2. Add yeast, flour, oil, salt and water in that order to mixer bowl. Combine for 15 sec/speed 3/MC on. Then 6 min/knead/MC on. Keep an eye on the thermomix during this stage as it can jump around/off the bench.
3. Let dough rest for 15 min in thermomix, an oiled bowl or thermo mat.
At this stage the dough is quite sticky and hard to get out of the thermie. It still works well but maybe add more flour when making the dough if you also have this problem and want less sticky dough.
Optional: while the dough is resting I cook the rice. I normally cook 1-2 cups of brown rice: place in medium pot, add water to ~1 inch above the rice, cook on low-medium with the lid on for ~10min, then turn off the heat until the curry and naan are ready to serve.
4. Heat a medium sized pan.
5. On a floured surface / thermo mat, break dough into 4 balls. Set 3 aside, covered with a tea towel while you work on the first one.
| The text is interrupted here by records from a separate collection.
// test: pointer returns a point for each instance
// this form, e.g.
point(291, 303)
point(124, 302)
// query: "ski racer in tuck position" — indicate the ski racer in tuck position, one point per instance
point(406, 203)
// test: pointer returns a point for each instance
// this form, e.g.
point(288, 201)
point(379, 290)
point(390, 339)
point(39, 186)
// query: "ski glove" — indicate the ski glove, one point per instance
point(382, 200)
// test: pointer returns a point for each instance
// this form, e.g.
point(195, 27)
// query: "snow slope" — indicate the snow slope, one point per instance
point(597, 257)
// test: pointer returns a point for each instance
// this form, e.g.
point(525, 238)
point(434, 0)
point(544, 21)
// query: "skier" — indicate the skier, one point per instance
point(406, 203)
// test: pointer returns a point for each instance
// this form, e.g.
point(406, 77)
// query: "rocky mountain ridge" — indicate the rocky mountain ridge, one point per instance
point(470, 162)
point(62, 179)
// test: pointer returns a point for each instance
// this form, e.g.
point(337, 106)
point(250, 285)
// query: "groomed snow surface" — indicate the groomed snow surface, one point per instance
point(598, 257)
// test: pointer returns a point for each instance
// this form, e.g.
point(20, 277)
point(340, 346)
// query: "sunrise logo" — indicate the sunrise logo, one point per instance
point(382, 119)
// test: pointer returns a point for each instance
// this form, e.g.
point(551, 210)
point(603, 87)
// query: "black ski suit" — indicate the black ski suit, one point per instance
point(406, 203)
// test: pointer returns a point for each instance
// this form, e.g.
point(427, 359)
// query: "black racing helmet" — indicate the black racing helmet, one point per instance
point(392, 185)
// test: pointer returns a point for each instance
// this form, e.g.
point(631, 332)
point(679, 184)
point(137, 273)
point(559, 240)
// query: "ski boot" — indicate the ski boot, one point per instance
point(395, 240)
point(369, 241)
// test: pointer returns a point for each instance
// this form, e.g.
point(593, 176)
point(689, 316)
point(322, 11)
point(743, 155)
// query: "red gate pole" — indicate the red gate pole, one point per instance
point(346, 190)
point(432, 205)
6. Take the first ball and roll it out to the size of your hand.
7. Place a small handful of cheese and chopped greens (if using) in the centre of the dough.
8. Roll up the sides of the dough to enclose the spinach and cheese inside.
9. Turn the dough over and roll it thin, sprinkling with flour if needed.
It doesn’t matter if a bit of spinach or cheese pokes through the dough- they still cook well.
10. Dry fry the naan. Once cooked remove from the heat and lather in butter or ghee.
11. Repeat for remaining naans
By the time you have cooked all the naan, the curry (and rice) should be nearly ready. Serve and enjoy!